Some residents have expressed confusion about how the Something in the Water (SITW) sponsorship is working. Hopefully, this explanation will help clear things up for those who may be concerned.

The City is providing $500,000 up front from the Tourism Investment Program (TIP) fund to assist SITW with marketing expenses. The TIP fund is comprised of mostly taxes generated by visitors. 

The City is also setting aside $2 million this month as a part of the planning process for the festival. The $2 million set aside is an estimate of potential taxes to be generated by the festival based on a economic analysis of the 2019 festival with the assumption that more tickets sold for the 2023 SITW event will generate additional revenue. This $2 million set aside is an estimate of “but for taxes." But for taxes in its simplest form can be defined as “if not but for the 2023 SITW festival, the City would not have received this tax revenue." It is that very same $2 million that is the focal point of the sponsorship agreement.

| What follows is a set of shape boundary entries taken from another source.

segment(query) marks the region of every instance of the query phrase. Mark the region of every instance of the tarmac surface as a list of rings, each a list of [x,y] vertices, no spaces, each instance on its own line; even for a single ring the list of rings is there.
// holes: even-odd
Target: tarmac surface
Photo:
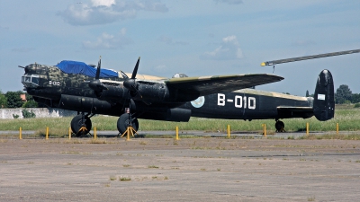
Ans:
[[[0,201],[358,201],[359,187],[356,140],[0,137]]]

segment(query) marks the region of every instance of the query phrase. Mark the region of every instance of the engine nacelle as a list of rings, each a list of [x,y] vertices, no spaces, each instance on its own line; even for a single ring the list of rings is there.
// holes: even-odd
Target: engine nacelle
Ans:
[[[138,92],[141,95],[140,100],[153,102],[163,102],[169,100],[170,94],[166,84],[158,83],[144,83],[138,84]]]

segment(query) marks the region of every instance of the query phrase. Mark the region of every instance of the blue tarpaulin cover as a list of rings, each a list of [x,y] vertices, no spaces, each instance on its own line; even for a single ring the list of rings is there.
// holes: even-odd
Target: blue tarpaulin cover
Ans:
[[[61,69],[61,71],[67,74],[81,74],[91,77],[95,77],[96,75],[96,68],[88,66],[83,62],[63,60],[56,66],[58,66],[59,69]],[[114,70],[102,68],[100,70],[100,77],[118,77],[118,72]]]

At the conclusion of the event, the event organizer will produce documentation of the amount of tax revenue generated by the event within the defined geographical boundary (between 4th and 15th streets). Until that point in time, the set aside amount is only an estimate. After the event concludes, city staff will review the tax receipts and ensure any amount paid out as a result of the sponsorship agreement was in fact generated by the event. 

To clarify any confusion, hotel, sales, entertainment and restaurant taxes generated outside that 11-block area go back to the City to benefit residents and are not included as a part of the sponsorship payment.

Hypothetically, let’s pretend the festival generates an additional $2.0 million of tax revenue between 4th and 15th streets above what would normally be collected inside that area if SITW didn’t happen. The City would take out $500,000 (what was provided to SITW for advanced marketing) and give $1.5 million of it back to the festival so that the total payment made to the event organizer was in line with the $2 million in tax revenue generated by the event. 

Again, ALL local taxes generated outside of the festival boundaries – when visitors eat at a restaurant, stay at a hotel, visit the Aquarium, rent a beach house and shop with local retailers during their stay – all those taxes go back to the City and are both reinvested in tourism and support the general fund, offsetting the money residents and local businesses pay in taxes.

A true up of the agreement will occur ensuring that the payment made to the event organizer does not exceed tax revenue generated. It is possible that an additional study could be done to determine the overall quantitative economic impact of the region; however, what is impossible to measure and determine will be the qualitative impacts - community goodwill, positive media coverage, etc. - that this event will have on Virginia Beach and its residents.